Studio fnt explore this in the visual identity work for Highlights, an exhibition of work from Fondation Cartier at Seoul Museum of Art, using a reflective silver block foil. This brings the viewer and outside space, its changing for and light, right into posters, invitations and catalogue.
Skovin by Heydays, Norway
Design studio Heydays goes for clarity, universality and natural variety in their work for Norwegian floor specialists Skovin, creating business cards from wood veneer.
FS Silas Launch Campaign by Believe In, United Kingdom
Believe in, for their work on the FS Silas launch campaign, created a concept that draws its inspiration from the dossiers and secret files of espionage, as well as type specimens of the 50’s and 60’s. This is expressed materially in the combination of pastel coloured papers and manilla folders and boards.
Enea by Clase bcn, Spain
Rather than the glossy catalogue of corporate business Class bcn give contemporary furniture design and manufacturing company Enea a smaller crafted quality in the use of uncoated material choices, different paper sizes and simple binding.

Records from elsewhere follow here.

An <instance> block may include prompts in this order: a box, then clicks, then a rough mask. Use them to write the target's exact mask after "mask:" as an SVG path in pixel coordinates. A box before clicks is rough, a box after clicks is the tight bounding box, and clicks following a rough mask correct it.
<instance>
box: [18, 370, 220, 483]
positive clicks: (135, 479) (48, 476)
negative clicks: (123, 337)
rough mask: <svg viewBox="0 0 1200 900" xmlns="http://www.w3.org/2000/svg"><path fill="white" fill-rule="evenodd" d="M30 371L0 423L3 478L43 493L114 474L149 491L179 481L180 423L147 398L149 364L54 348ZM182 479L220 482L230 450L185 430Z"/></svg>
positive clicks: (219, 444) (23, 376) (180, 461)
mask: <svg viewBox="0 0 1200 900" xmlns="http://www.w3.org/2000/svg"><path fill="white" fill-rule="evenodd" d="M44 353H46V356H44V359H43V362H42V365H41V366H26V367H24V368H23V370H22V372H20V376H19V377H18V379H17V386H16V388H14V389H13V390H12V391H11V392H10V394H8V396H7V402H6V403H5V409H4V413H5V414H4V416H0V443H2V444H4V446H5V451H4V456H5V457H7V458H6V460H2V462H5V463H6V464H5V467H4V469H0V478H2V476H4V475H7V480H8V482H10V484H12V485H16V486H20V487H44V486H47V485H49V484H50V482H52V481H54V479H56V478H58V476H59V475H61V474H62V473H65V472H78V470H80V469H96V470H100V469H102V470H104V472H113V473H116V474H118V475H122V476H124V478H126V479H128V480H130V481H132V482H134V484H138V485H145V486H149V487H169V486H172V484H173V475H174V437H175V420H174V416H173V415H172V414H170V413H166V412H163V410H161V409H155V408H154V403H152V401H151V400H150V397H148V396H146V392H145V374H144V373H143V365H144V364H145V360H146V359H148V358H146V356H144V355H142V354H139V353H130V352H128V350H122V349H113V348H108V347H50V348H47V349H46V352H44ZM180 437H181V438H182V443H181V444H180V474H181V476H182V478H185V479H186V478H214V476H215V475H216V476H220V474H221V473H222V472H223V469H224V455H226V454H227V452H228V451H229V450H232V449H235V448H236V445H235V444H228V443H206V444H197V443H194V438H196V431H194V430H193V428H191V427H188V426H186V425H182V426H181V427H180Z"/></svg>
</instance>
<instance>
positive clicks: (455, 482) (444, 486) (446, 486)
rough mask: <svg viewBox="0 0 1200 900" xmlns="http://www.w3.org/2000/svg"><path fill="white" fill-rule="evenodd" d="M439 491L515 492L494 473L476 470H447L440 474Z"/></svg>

Don Alonso de Suquía by Bermudez, Porta & Casasus, Spain
Bermudez, Porta & Casasus slice through the cover of a limited edition novella to playfully convey the profession of protagonist and swordsman Don Alonso de Suquía. The material texture and debossing of the cover, alongside colour and typestyle, effectively plays with period and setting. It has a conviviality and unusual quality to it, of the smile in the mind variety that largely avoids the gimmicky in the overall restraint and communicatively concise nature of the job.
Old Spike by Commission Studio, United Kingdom
There are a few of neat ideas at play in Commission Studio’s work for coffee roaster Old Spike. Some are universal like the use of a block foil, high quality boards and the structural language of luxury boutique shopping bags. Some are subtle and conceptual like naming (a reference to the former workhouse the roaster now inhabits) and the connection between hard manual labour and premium quality. Others are practical, such as structural design that satisfies a need for strong shelf presence and a robustness for subscriptions sent out by post.
Yumn by Filthymedia, United Kingdom
Filthymedia draw on and reinterpret the industrial associations of Croydon’s Boxpark as high visibility yellow papers and concrete grey boards to punctuate the traditional material flourishes of restaurant Yumn.